Despite these problems, parts of the culture have proven resilient. This resilience has formed the basis for a recent revitalization of indigenous culture. However, the question of land rights remains. The indigenous nations were often deprived of their land after white settlers arrived in British Columbia and in 1876 and again in 1912, they were forced onto reservations. To this day indigenous peoples of the West Coast argue forcefully for recognition of their land rights.

B

Early White Settlers

The Danish navigator Vitus Bering first sighted what is now British Columbia in 1741. In 1774 the coast was noted on charts by the Spanish explorer Juan Perez Hernandez. British trading with the indigenous peoples of the northern coast followed the visit of the British explorer Captain James Cook to Nootka in 1778. Into the 1790s, claims to the area were disputed by Britain and Spain, and in 1789 the Spanish seized British ships in Nootka Sound. Britain protested. Hostilities continued until 1794, when under the terms of the Third Nootka Convention, Spain and Britain accepted each other’s right to trade on the north Pacific coast, and in 1795 both countries withdrew from Nootka Sound.

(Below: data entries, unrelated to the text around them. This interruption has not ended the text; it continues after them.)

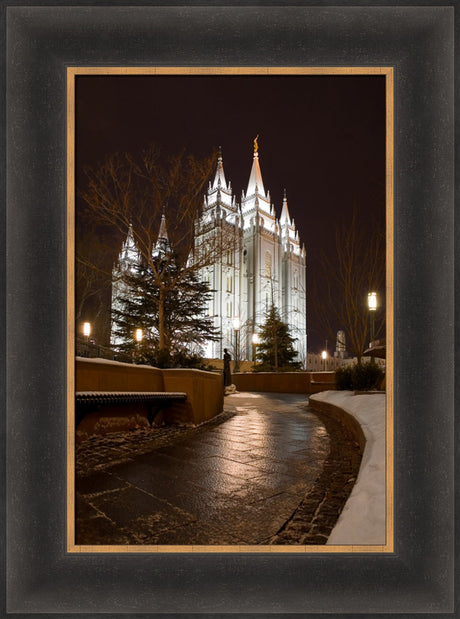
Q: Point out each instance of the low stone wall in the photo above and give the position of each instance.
(104, 375)
(205, 397)
(285, 382)
(204, 394)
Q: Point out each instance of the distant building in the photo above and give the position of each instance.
(340, 346)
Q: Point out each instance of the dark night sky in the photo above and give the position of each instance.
(320, 137)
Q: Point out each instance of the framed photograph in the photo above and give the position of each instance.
(65, 67)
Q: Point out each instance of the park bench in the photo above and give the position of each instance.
(91, 401)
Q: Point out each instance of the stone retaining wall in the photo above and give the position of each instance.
(285, 382)
(204, 393)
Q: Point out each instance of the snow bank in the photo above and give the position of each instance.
(363, 519)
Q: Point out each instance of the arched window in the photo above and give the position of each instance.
(229, 309)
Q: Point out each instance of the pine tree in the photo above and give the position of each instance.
(185, 324)
(275, 351)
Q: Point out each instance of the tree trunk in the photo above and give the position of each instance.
(162, 343)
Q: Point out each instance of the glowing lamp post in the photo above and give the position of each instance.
(372, 305)
(236, 327)
(255, 343)
(87, 333)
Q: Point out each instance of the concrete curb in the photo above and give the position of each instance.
(363, 519)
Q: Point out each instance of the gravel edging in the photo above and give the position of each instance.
(317, 514)
(97, 453)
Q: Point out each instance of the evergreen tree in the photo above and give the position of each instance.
(275, 351)
(186, 328)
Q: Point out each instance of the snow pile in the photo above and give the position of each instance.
(363, 519)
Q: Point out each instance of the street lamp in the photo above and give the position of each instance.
(138, 337)
(236, 327)
(372, 305)
(87, 333)
(255, 343)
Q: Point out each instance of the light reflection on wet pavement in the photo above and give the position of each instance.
(235, 483)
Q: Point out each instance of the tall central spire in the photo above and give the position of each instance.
(256, 184)
(219, 179)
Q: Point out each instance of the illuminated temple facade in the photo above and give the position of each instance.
(264, 263)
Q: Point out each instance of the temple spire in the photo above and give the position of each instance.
(219, 179)
(256, 184)
(162, 244)
(285, 217)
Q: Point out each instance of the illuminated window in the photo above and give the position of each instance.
(296, 280)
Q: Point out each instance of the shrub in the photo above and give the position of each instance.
(359, 377)
(344, 378)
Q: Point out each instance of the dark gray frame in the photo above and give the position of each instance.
(41, 577)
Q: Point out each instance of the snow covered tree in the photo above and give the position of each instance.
(130, 192)
(275, 352)
(185, 325)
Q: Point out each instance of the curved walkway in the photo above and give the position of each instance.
(250, 480)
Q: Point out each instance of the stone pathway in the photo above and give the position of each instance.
(271, 472)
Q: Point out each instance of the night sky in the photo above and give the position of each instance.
(322, 138)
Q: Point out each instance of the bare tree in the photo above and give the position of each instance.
(358, 268)
(133, 191)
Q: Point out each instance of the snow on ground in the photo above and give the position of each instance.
(363, 519)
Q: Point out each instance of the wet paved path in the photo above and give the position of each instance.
(239, 482)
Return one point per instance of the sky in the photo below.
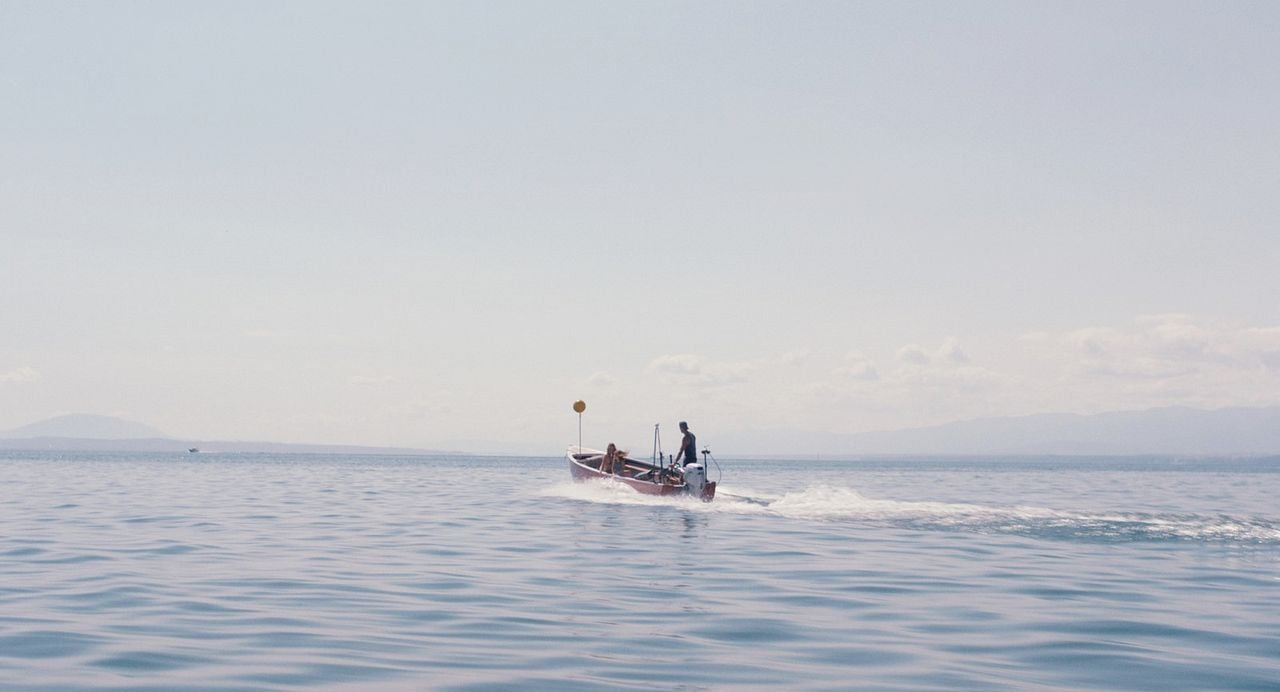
(439, 224)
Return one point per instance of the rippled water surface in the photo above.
(257, 572)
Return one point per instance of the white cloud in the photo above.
(370, 380)
(602, 379)
(912, 353)
(21, 375)
(690, 370)
(858, 367)
(1159, 360)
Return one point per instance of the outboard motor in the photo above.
(695, 480)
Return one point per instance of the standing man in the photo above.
(688, 445)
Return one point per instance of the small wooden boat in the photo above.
(584, 464)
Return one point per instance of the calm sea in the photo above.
(264, 572)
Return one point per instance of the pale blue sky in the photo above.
(439, 224)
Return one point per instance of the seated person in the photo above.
(615, 461)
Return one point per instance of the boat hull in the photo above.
(581, 470)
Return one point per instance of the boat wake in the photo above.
(823, 503)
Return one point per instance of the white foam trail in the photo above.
(835, 503)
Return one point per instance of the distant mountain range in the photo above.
(83, 425)
(1178, 431)
(1174, 431)
(87, 432)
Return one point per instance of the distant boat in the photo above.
(584, 464)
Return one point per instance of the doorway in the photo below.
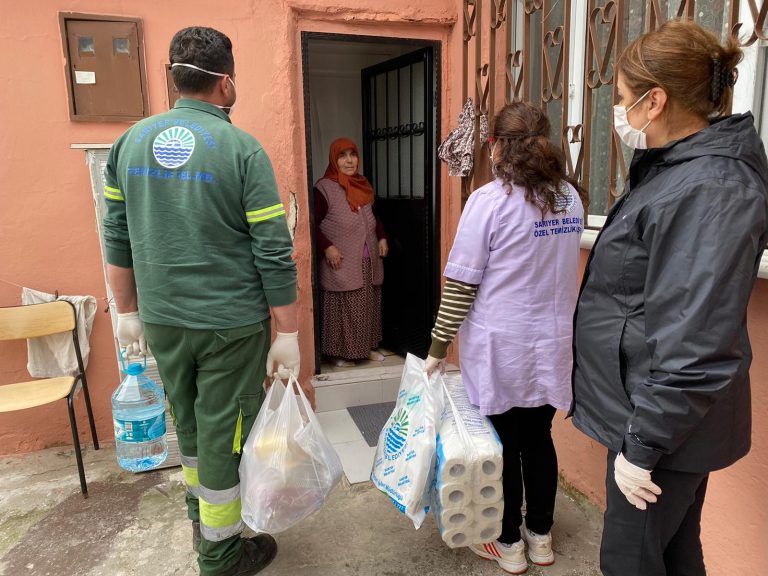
(383, 93)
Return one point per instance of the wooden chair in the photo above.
(21, 322)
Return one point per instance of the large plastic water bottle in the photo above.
(138, 412)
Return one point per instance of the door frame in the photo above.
(436, 45)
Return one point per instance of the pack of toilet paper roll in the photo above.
(468, 496)
(404, 465)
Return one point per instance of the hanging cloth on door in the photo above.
(54, 355)
(458, 149)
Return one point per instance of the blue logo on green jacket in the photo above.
(173, 147)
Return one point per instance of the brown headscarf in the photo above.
(359, 190)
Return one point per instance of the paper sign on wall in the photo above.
(83, 77)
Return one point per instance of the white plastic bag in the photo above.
(404, 466)
(468, 498)
(288, 466)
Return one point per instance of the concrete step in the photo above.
(356, 387)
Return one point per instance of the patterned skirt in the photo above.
(351, 320)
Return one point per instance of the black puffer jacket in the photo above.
(661, 352)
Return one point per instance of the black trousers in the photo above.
(663, 540)
(529, 460)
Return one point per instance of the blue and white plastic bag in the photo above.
(404, 467)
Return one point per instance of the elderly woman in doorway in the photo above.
(352, 243)
(661, 351)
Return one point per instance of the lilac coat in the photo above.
(516, 340)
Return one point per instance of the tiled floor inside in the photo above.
(355, 454)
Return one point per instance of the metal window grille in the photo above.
(559, 55)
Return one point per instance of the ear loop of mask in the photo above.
(227, 109)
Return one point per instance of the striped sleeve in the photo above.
(455, 303)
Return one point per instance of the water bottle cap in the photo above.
(134, 369)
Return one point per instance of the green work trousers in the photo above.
(214, 383)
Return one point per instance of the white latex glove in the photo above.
(283, 356)
(130, 334)
(433, 364)
(635, 483)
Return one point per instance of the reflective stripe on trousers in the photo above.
(220, 513)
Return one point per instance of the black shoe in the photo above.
(196, 536)
(258, 552)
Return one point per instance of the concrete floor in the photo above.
(136, 525)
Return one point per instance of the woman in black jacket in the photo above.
(661, 352)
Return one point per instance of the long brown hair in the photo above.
(524, 155)
(688, 61)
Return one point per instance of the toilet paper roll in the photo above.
(487, 492)
(486, 532)
(456, 518)
(454, 495)
(488, 512)
(490, 467)
(454, 469)
(458, 537)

British claims to the region were strengthened by the arrival of Sir Alexander Mackenzie on the coast in 1793. In the service of the fur-trading North West Company, Mackenzie navigated the Peace and Parsnip rivers from Lake Athabasca in search of an overland route to the Pacific. He crossed the low divide to the Fraser River, and found a low pass through the Coast Mountains to the sea near Bella Coola. Other fur traders from the interior followed, and a fur-trading post, Fort George, was built in 1807 on the site of present-day Prince George.

From this interior fur-trading region, the American-born trader and explorer Simon Fraser completed the exploration of the Fraser River, arriving at its mouth in July 1808. At about the same time, the Canadian surveyor and explorer David Thompson mapped the rivers of the Kootenay region, and in 1812 he explored the Columbia River to its mouth. In the early 19th century, the Hudson’s Bay Company (which merged with the North West Company in 1821) claimed trading rights through the Columbia District (present-day northwestern United States) and New Caledonia (current central British Columbia).

Fort Langley, the company’s first coastal trading post, was built in 1827 near the mouth of the Fraser River, and the company’s West Coast headquarters, Fort Victoria, was erected in 1843. When the Oregon Treaty of 1846 established the 49th parallel as the boundary between British and United States territory, Victoria became the center of British interests. In order to protect the territory, Britain proclaimed Vancouver’s Island (the old name of Vancouver Island) a crown colony in 1849, naming Victoria the capital. The first governor, Richard Blanshard, had little authority over the officers of the Hudson’s Bay Company. The British government acknowledged this fact in 1851 by naming the head of the Hudson’s Bay Company on the island, James Douglas, governor of the colony. In the same year the Queen Charlotte Islands were made a dependency of the Vancouver’s Island colony.